Working with Clients
As an advisor to high net-worth individuals and families, Simon Quick carefully integrates charitable giving into comprehensive client financial plans that include investment, tax, and estate planning. Most of the firm’s clients are already charitably involved, but some may need a bit of coaching. “Philanthropy is not a natural thing; it’s got to be taught,” says Les. Joe remarks that some people want to be philanthropic but haven’t identified a cause. To help guide clients towards appropriate charitable causes, advisors might inquire what—apart from work—they are truly passionate about, which will start a discussion. To provide real-life examples, partners and advisors can speak from their abundant personal experience. “I tell them what I did and hope it plants a seed,” comments Les.

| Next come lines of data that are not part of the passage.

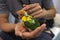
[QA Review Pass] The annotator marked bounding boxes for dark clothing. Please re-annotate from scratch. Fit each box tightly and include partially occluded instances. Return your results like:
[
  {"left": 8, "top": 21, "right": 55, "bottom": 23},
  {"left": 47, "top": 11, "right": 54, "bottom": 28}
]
[
  {"left": 0, "top": 31, "right": 52, "bottom": 40},
  {"left": 0, "top": 31, "right": 25, "bottom": 40},
  {"left": 0, "top": 0, "right": 54, "bottom": 40}
]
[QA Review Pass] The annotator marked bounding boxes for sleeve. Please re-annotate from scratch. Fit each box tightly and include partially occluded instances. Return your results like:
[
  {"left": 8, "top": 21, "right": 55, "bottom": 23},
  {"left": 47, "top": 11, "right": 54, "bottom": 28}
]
[{"left": 42, "top": 0, "right": 54, "bottom": 9}]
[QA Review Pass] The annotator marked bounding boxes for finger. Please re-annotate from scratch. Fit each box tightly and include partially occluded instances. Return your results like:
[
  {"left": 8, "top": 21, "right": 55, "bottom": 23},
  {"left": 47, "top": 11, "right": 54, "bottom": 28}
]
[
  {"left": 28, "top": 6, "right": 41, "bottom": 13},
  {"left": 22, "top": 3, "right": 39, "bottom": 11},
  {"left": 34, "top": 12, "right": 43, "bottom": 18},
  {"left": 30, "top": 9, "right": 43, "bottom": 16},
  {"left": 16, "top": 31, "right": 23, "bottom": 37}
]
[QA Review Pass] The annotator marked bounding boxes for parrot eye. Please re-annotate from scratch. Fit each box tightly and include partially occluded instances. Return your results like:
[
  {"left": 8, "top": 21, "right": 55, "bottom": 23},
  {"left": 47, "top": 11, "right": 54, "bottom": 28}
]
[
  {"left": 20, "top": 14, "right": 24, "bottom": 17},
  {"left": 20, "top": 14, "right": 24, "bottom": 16},
  {"left": 19, "top": 14, "right": 24, "bottom": 19}
]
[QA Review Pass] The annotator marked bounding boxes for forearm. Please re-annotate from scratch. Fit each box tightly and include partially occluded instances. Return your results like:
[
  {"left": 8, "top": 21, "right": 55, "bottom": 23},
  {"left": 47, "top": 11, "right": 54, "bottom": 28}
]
[
  {"left": 0, "top": 14, "right": 16, "bottom": 32},
  {"left": 0, "top": 23, "right": 16, "bottom": 32},
  {"left": 44, "top": 9, "right": 56, "bottom": 19},
  {"left": 40, "top": 9, "right": 56, "bottom": 20}
]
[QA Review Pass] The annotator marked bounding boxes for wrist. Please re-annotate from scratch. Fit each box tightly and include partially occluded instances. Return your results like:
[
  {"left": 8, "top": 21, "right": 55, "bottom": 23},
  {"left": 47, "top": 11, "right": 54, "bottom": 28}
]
[
  {"left": 11, "top": 23, "right": 17, "bottom": 31},
  {"left": 42, "top": 9, "right": 47, "bottom": 19},
  {"left": 39, "top": 9, "right": 47, "bottom": 19}
]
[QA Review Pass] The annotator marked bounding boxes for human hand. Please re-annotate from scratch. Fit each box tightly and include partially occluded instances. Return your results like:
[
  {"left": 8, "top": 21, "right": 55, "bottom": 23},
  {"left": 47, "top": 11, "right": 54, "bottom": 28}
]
[
  {"left": 15, "top": 23, "right": 26, "bottom": 36},
  {"left": 15, "top": 23, "right": 46, "bottom": 39},
  {"left": 23, "top": 3, "right": 46, "bottom": 18}
]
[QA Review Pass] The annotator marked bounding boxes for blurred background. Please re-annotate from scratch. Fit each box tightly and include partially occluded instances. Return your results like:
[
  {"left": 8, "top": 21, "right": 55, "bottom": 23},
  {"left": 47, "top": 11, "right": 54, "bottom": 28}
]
[
  {"left": 51, "top": 0, "right": 60, "bottom": 40},
  {"left": 53, "top": 0, "right": 60, "bottom": 13}
]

Most clients have become wealthy through hard work, whether by starting and building a business or serving as a corporate CEO. Peter says he prefers for them to become involved in philanthropy in their wealth accumulation phase. “I believe it’s your responsibility as a steward of wealth to use some or all of it to help others,” he says. “We do what we tell others to do and lead by example.” Joe looks at it like this, “You have your business core values and your personal core values. The philanthropy one is personal.”
The firm advises clients on all types of charitable trusts and foundations. Typically, Simon Quick will recommend that a client set up and contribute to a donor advised fund (DAF) at a custodian such as Fidelity or Charles Schwab. A DAF permits people to take a tax deduction when contributing assets, which then compound in value in an investment account prior to donation to a charity. Not surprisingly, the partners also encourage clients to bring their children into the picture. Les and his wife Eileen, for instance, funded a DAF that his four kids manage the investments and donations for, which was a way of teaching them to work together.
Therefore, whether it’s large-scale donations by the partners, active volunteerism by the employees or the routine discussion of philanthropic causes with clients, Simon Quick Advisors is an organization permeated by the spirit of charitable giving of time and money. As Peter puts it, “We’re in the business of giving 12 months of the year.”